Thursday, September 21, 2006

Kennedy's radio ads are excellent

Posted by Craig Westover | 7:41 AM |  

Negative advertising is defended as necessary to define the opposition. That's a valid point, but it still must be done well. Too much of it comes off as simply childish whining and petulance. Nonetheless, negative advertising can be done well, and Mark Kennedy's two radio ads do it well.

The content of Kennedy's radio ads aren't any different from his daily grind of Amy Klobuchar criticism, which in his press releases and television ad comes across as trivial, personal and mean. They make him look like the desperate candidate, not a winner.

His radio ads, on the other hand, do a great job defining Klobuchar. Structured like a obnoxious automated phone answering system -- this one at “Amy Klobucahr for Senate Hotline” -- the ads come across like a joke told across the bar, humor shared among friends, rather than personal attacks.
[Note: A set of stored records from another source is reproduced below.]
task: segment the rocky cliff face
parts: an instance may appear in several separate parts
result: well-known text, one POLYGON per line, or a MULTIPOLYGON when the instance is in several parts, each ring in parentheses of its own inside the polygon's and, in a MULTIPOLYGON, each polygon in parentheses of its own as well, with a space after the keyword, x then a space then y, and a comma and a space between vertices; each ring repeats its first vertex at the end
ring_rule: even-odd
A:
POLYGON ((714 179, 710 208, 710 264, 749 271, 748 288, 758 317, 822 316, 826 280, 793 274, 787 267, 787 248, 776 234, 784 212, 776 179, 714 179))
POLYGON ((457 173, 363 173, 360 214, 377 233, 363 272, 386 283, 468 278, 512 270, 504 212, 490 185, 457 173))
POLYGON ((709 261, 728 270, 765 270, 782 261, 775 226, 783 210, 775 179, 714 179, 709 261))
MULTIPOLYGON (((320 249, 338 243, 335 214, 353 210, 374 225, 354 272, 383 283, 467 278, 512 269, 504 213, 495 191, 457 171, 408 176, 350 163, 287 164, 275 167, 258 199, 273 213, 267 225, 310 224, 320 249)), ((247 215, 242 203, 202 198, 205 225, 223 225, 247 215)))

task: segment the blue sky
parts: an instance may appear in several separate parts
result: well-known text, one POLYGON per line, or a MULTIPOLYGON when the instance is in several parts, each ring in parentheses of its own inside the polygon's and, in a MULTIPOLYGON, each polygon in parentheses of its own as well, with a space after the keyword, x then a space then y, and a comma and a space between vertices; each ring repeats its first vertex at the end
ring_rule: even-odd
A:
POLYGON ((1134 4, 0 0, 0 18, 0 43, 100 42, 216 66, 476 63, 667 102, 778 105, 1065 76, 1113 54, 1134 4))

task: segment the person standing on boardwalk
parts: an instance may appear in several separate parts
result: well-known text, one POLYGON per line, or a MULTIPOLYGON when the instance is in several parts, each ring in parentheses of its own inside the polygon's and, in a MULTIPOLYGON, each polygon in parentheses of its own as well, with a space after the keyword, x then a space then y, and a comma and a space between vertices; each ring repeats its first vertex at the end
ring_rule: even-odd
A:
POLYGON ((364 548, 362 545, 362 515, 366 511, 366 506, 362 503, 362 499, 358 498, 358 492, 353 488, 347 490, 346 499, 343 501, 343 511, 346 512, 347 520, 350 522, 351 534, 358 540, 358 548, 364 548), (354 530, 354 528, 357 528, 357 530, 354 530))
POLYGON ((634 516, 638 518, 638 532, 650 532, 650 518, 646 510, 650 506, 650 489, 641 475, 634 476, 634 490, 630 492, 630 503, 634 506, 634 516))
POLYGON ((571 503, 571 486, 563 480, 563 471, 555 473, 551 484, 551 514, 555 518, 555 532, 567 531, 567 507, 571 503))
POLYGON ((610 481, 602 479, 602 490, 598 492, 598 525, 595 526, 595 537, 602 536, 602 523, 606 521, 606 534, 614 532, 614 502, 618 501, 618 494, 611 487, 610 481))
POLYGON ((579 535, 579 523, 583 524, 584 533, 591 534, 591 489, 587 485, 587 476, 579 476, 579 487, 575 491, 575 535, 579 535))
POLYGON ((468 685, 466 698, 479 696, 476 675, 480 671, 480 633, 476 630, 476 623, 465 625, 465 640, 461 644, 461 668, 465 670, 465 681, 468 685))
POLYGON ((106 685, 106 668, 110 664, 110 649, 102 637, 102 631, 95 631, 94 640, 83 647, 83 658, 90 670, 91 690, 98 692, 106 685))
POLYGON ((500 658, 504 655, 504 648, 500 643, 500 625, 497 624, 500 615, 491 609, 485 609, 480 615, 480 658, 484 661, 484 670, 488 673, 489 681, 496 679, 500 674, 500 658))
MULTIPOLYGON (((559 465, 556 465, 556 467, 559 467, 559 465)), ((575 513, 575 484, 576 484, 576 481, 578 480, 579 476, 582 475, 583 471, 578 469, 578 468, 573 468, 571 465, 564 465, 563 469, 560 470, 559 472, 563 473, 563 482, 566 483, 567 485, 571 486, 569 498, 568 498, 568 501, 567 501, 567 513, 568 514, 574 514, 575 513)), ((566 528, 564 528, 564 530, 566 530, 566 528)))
And like all good humor, the ads are funny because they contain a grain of truth. And it helps that everyone hates phone trees.

In one ad the caller is warned to listen to the menu “as some of Amy‘s positions may have changed.” The caller/listener is then asked to choose between options like “if you think big oil is evil, press 1”; “if you agree with Amy that big oil is a great investment, press 2.”

For what they are, commercials defining Klobuchar, the Kennedy radio ads are excellent. From a broader campaign perspective, I doubt Kennedy’s campaign will maximize their effectiveness.

Rather than repeating his attacks on Klobuchar in other media (although I like the phone tree idea so much I’d like to see it turned into a television ad to replace that God-awful attack ad running now), the Kennedy campaign should soften its criticism and point out that Klobuchar’s contradictions are not necessarily personal flaws, but flaws in Democrat policy.

Politically, Democrats feel they have to rail against “Big Oil,” which at a price-per-gallon competitive with price of a gallon of milk, fuels the nation. Yet when it comes to making personal decisions that affect the welfare of their families, Klobuchar and Democrats make the same decisions the rest of us do -- they invest their money where it garners the greatest return. Amy isn’t evil and she’s not even really a hypocrite. She’s a Democrat, and the conflict between her policies and her personal actions show that in the real world we live in, Democrat policies are unworkable.

If Kennedy took that route, he’d come off less mean, more positive, and actually be adding some substance to the debate. Unfortunately, it may be a little late for that metamorphsis.